Home | About | Sematext search-lucene.com search-hadoop.com
NEW: Monitor These Apps!
elasticsearch, apache solr, apache hbase, hadoop, redis, casssandra, amazon cloudwatch, mysql, memcached, apache kafka, apache zookeeper, apache storm, ubuntu, centOS, red hat, debian, puppet labs, java, senseiDB
 Search Hadoop and all its subprojects:

Switch to Threaded View
Drill >> mail # dev >> Example aggregate queries


Copy link to this message
-
Example aggregate queries
I'm starting to work on GROUP BY support, and I'm trying to figure out the syntax of the "collapsingaggregate" operator based on the spec. I tried to find some example logical plans but I couldn't. Could someone give a couple of examples?
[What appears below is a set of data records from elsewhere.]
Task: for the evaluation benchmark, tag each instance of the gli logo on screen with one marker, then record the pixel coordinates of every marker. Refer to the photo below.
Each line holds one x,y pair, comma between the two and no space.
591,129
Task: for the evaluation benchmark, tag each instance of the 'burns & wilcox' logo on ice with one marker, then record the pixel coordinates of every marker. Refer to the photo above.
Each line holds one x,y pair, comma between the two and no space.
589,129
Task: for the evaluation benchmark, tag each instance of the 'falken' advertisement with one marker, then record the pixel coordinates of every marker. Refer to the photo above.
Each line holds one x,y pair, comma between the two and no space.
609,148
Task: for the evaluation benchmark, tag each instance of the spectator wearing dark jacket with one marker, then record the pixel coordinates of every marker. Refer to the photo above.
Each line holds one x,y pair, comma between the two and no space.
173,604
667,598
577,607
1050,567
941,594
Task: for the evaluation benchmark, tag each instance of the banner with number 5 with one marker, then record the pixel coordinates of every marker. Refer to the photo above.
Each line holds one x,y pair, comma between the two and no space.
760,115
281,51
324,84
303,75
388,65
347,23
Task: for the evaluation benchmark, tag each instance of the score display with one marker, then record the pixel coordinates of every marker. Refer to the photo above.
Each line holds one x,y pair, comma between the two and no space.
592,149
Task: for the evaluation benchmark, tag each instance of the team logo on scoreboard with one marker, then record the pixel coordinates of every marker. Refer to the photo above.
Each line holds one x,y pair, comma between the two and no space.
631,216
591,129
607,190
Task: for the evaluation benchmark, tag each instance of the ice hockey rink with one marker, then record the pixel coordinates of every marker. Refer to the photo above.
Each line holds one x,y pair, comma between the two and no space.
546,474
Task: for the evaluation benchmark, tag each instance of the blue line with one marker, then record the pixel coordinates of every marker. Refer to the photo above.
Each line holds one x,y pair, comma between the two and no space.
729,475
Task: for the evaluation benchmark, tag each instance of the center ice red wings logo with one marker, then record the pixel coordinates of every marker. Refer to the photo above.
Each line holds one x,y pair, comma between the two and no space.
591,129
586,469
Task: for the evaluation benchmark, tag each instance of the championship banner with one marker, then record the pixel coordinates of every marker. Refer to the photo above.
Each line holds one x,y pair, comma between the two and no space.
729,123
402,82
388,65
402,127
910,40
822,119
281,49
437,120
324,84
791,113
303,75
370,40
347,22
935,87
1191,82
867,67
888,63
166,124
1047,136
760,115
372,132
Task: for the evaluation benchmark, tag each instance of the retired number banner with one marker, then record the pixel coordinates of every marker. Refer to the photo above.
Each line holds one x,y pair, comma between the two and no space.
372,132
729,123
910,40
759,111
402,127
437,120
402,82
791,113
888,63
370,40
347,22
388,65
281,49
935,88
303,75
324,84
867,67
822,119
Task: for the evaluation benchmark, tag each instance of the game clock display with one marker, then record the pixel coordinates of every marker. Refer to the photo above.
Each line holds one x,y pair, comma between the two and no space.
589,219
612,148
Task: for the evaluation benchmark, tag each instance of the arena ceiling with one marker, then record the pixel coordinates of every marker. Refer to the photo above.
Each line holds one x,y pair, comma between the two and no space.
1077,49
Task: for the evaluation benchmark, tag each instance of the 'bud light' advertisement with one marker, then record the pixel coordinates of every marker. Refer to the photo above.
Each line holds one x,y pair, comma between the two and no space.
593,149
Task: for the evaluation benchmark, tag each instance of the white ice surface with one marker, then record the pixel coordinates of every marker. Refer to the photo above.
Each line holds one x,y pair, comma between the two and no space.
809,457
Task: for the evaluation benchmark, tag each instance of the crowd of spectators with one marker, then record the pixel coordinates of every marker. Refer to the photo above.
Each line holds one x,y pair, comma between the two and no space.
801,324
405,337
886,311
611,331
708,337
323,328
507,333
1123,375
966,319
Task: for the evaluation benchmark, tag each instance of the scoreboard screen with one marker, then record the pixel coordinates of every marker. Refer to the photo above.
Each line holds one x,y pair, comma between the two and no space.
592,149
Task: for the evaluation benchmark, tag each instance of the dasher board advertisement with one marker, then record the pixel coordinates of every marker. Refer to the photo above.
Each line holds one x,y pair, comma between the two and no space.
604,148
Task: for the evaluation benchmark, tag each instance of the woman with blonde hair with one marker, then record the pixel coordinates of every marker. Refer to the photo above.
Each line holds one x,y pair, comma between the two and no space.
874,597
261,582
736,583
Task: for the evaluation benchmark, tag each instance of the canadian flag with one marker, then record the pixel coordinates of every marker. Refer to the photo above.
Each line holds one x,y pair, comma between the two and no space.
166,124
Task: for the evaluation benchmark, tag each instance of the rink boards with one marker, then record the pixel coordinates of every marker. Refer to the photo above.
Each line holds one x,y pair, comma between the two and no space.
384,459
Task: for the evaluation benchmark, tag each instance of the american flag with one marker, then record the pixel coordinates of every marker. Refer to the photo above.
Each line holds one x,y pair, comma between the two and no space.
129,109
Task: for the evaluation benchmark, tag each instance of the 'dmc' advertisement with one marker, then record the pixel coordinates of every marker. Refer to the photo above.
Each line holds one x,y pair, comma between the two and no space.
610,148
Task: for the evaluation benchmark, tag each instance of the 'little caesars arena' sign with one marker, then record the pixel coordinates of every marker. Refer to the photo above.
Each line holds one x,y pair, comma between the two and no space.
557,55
Here's a plan that almost works:

{
  "head" : {
    "type" : "apache_drill_logical_plan",
    "version" : 1,
    "generator" : {
      "type" : "manual",
      "info" : "na"
    }
  },
  "storage" : [ {
    "type" : "queue",
    "name" : "queue"
  }, {
    "type" : "classpath",
    "name" : "donuts-json"
  } ],
  "query" : [ {
    "op" : "scan",
    "@id" : 1,
    "memo" : "initial_scan",
    "storageengine" : "donuts-json",
    "selection" : {
      "path" : "/employees.json",
      "type" : "JSON"
    },
    "ref" : "_MAP"
  },  {
    "op" : "collapsingaggregate",
    "@id" : 2,
    "input" : 1,
    "carryovers": [],
    "aggregations" : [ {
      "ref" : "output.c",
      "expr" : "count"
    } ]
  }, {
    "op" : "store",
    "@id" : 3,
    "memo" : "output sink",
    "input" : 2,
    "target" : {
      "number" : 0
    },
    "partition" : null,
    "storageEngine" : "queue"
  } ]
}

Some specific questions:

1. is it valid for "carryovers" to be omitted or empty (I get NPE if I omit it)?
2. what's the syntax for aggregation expression (I tried "COUNT()", "COUNT(*)", "COUNT")
3. the spec seems to imply that I could write something as rich as "5 + SUM(salary) / COUNT()" for aggregation expression. Is that true?
4. "within" is a segment. Does that mean a holder field, like the "toppings" field in donuts.json?
5. is it valid for aggregations to be omitted or empty?
6. in the plan spec [ https://docs.google.com/document/d/1QTL8warUYS2KjldQrGUse7zp8eA72VKtLOHwfXy6c7I/edit ] does "*" mean that a field is optional and dagger mean system-generated? It does't say explicitly.
7. if I want to implement "SELECT deptno, COUNT(*) FROM emp GROUP BY deptno", I presume I will generate a plan that consists of scan-segment-collapsingaggregate?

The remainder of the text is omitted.